I continue to call myself a patient, because I find I am still treated as one. It irks me that every six months I get a list of appointments, without any warning or consultation, or maybe just a simple “hey you need this, this, and this, shall we schedule for you?” Every six months I fall down that rabbit hole again, in which the cancer center takes over. That was fine at the time of diagnosis, I was too overwhelmed to do it myself, had no idea what I was doing, and was lucky enough to take time off to start dealing with cancer, since it was going to consume much of my life at that point, so when I had to be where did not matter. But now I am an informed patient, almost a professional at it. I get unsettled because there is an overall “you can beat cancer and move forward with your life” air, which is great in its positivity, but in my view, is the opposite of how I perceive what is actually taking place: that I am still viewed as a patient whose cancer, treatment and health must be managed by the center, not me.  I’m trying to move forward, and trying not to be a patient anymore. And I have lots of bills to pay and being self-employed, I need to manage and be in charge of every aspect of my personal schedule, since professionally I need to be flexible for my clients—because that is how I get paid, so I can pay the doctor, hello! It’s not really a big deal, I can change the appointments, it is the way the pre-scheduled appointments just appear in the mail, like a command, that bugs me.

But scheduling conflicts are not even the worst of it. It is because of another word in cancer language that has never been used with/to me. I’m not talking about the battle language of cancer, which I dislike, or the dumb stuff people say to patients. I’m talking about the word remission.

Not once has this word been said to me. I hear it coming out the mouths of other cancer patients, or I read it loud and proud on other blog posts—the minute they get that last treatment, I see blog posts screaming “I’m in remission.”

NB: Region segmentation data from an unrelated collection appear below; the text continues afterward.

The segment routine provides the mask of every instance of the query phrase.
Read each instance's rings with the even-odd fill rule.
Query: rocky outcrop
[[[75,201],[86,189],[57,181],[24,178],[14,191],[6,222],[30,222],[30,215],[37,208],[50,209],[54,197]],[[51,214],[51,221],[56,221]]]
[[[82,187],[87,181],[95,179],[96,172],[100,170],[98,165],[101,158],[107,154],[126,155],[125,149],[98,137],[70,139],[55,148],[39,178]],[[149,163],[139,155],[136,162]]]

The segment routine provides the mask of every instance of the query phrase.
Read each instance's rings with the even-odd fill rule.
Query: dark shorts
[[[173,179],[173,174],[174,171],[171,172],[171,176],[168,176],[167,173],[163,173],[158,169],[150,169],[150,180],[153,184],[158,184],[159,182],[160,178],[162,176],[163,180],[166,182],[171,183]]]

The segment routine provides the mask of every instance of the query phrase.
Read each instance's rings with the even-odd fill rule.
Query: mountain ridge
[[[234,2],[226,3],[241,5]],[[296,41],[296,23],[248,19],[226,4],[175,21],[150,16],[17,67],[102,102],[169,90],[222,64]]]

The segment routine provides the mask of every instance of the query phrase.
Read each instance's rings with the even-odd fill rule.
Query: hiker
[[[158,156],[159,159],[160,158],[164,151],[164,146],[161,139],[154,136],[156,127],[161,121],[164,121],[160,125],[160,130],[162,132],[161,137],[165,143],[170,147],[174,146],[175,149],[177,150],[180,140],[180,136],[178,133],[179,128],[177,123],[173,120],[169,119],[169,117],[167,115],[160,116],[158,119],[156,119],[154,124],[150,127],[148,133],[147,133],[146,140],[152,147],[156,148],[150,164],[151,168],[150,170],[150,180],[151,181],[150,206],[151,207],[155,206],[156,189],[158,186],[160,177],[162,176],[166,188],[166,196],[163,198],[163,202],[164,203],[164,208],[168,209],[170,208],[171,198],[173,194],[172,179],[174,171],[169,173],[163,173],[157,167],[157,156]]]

Now, I don’t expect to ever hear the word “cured,” in fact my oncologist has said he would never say that because there is always that risk, however small, that it will return. He thinks it highly unlikely to return (but then I think about all the times I fell outside the stats). I appreciate his honesty; I don’t need him blowing sunshine up my ass. I’ve waited for him to say the word remission, but it hasn’t happened. I’ve never asked, always holding my breath during my examination, waiting for the dreaded words about seeing something that looks or feels wrong. I’m too happy to not hear those words so I just forget to ask if I am in remission.

It is not until later, when I see at random a celebratory post that I realize this lack in  my life, and frankly I get jealous. Even though I’m a curmudgeon, I’d like to have a little something to celebrate. Or at least a definitive end to this round.

My six month check-in is coming up. Damn right remission is on the list of topics that need discussion. Geez, do I have to wait until I’m at that magic five year mark?